Hurricane Pizza

The past couple of weeks have been pretty eventful here in South Florida. We were barely missed by that hulking behemoth Katrina at the turn of September, and just this past Monday and Tuesday all of Miami-Dade and Broward counties were effectively shut down in preparation for Hurricane Rita, which luckily proved just to be an ugly tropical storm, but which is now barreling forth toward Texas at Category 5 force.
So it's been relatively difficult to think about food creatively, or even shop for bare-necessities food, throughout the hurricane-preparedness frenzies.
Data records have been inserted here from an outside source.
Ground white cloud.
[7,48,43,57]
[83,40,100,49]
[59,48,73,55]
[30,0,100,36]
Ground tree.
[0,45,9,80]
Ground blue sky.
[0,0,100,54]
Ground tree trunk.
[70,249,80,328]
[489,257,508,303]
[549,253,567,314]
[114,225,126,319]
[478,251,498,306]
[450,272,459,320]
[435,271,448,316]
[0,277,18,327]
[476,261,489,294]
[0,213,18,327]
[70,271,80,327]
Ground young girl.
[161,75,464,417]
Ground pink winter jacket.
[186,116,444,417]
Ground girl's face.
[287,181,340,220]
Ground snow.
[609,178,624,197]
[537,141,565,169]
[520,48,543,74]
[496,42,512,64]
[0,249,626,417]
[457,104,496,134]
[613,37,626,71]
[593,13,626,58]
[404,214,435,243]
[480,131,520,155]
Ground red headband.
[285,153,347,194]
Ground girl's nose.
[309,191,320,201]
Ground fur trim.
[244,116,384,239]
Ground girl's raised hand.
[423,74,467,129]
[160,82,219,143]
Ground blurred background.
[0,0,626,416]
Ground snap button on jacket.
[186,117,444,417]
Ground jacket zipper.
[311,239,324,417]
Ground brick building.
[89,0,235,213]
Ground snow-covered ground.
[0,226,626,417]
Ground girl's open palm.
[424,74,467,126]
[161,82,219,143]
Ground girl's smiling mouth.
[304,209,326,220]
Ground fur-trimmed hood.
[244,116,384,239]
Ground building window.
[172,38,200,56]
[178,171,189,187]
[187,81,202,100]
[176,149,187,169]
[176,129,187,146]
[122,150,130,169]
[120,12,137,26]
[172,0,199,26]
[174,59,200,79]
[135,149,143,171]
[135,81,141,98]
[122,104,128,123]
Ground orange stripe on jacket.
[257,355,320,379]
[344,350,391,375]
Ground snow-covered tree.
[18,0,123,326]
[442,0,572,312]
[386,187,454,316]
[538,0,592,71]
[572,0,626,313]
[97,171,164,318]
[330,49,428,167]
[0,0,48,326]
Monday at noon, after Miami-Dade County announced the closure of its facilities, my office shut down, and as a foolhardy group of my co-workers made its way to have a celebratory lunch at Chili's (witness the peculiar spirit and character of the native Miamian), I packed myself into the S bus and made my way home to prepare. Stopped at CVS, which was nearly deserted, to pick up some meds and batteries, but figured water and electrical-outage food could wait until my mother was able to leave her office and take me along with her to Publix. The early-hours ghost-town CVS totally misled me.
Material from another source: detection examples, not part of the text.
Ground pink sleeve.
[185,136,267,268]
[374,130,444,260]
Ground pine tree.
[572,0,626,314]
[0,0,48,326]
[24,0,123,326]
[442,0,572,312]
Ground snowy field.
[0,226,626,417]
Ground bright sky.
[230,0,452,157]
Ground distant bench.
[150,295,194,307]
Publix was an evil jungle at 4:30 p.m. when my mother and I set out to forage for supplies. Actually, the two Miami Beach Publixes were inaccessible, parking lots full and waited on by snaking lines of cars. A causeway and some 40 blocks away, the Downtown Publix was crawling with tightly-packed cranky people grabbing the closest thing, the darndest thing, anything within reach -- we're talking frosted cupcakes, boxes upon boxes of cereal (to be eaten, in the event of an outage, how? à la Ice Cube in Friday, with water?), ready-made hot dishes... Mom and I got the hell out of there and walked across the street to my old friend CVS, where I got the following crucial hurricane supplies:
- toilet paper
- Oreo cookies
- 6 one-liter bottles of Aquafina
- graham crackers
Anyway, so Rita passed through without much fanfare after all. Monday night, buried in our little studio apartment, we lived off of my mom's meatball stew (previously frozen and delivered in Tupperware) and the aforementioned Oreos; and Tuesday we braved the gusty, wet outer rings and made our way to the Van Dyke for overcooked calamari, gigantic comfort-food burgers, and the most gargantuan brownie sundaes ever recorded in the books (at least in mine). So we've completely been avoiding taking on the responsibility of food for several days now, which likewise reflects on the state of our fridge (poor, malnourished).
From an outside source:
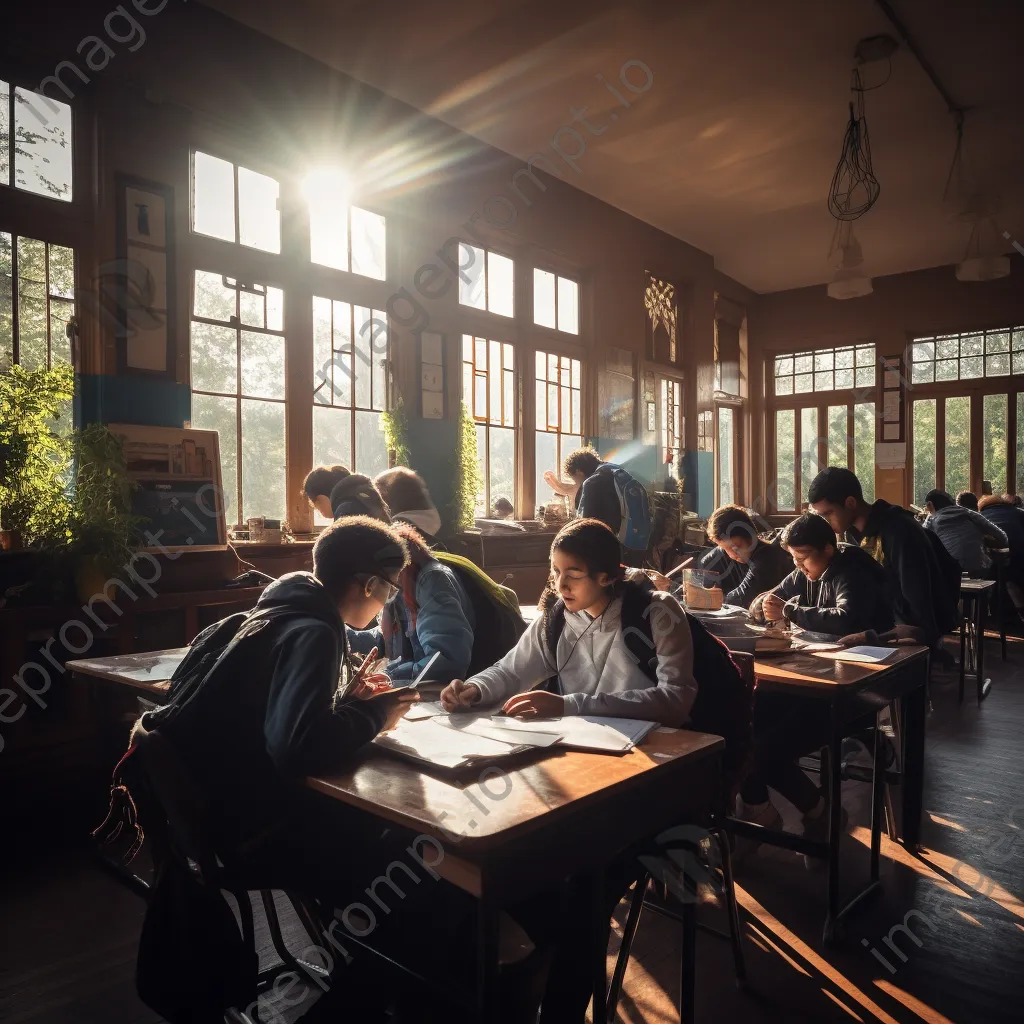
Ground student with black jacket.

So tonight I decided to pull together a few odds and ends and throw them together onto a whole-wheat pizza crust in a nod to resourcefulness in the face of hardship, hurricane hardship, and laziness. The outcome is conveniently, alluringly pictured above.
While I George-grilled a chicken breast brushed with oil and aux herbes de Provence, topped the pizza crust with a store-bought red wine marinara (bertolli, not bad for prefab), slices of fresh water-packed mozzarella, dollops of ricotta and goat cheese, sundried tomatoes, fresh spinach, and manzanilla olives. When the chicken was cooked through, I cut it into small chunks and added it to the pizza. I sprinkled all toppings with grated Parmigiano-Romano cheese, herbes, and drops of olive oil, and slid the pizza into the oven at 450°F for about 15 minutes. The combination of toppings was delicious (fresh basil arranged on top just before serving would have capped off the experience, but none was to be had), but the pizza base was a big disappointment. The crust was chewy and rubbery all around, rather than being crisp on the outside and tenderly flaky inside, and the whole-wheat taste was overpowering and gluey. I definitely don't recommend, and I still strive for the heights of dough-crafting and pizza-making that characterize Spris. But that's a food review for another time.
I leave you heavy-lidded and with a belly full of hurricane pizza. Mmmm.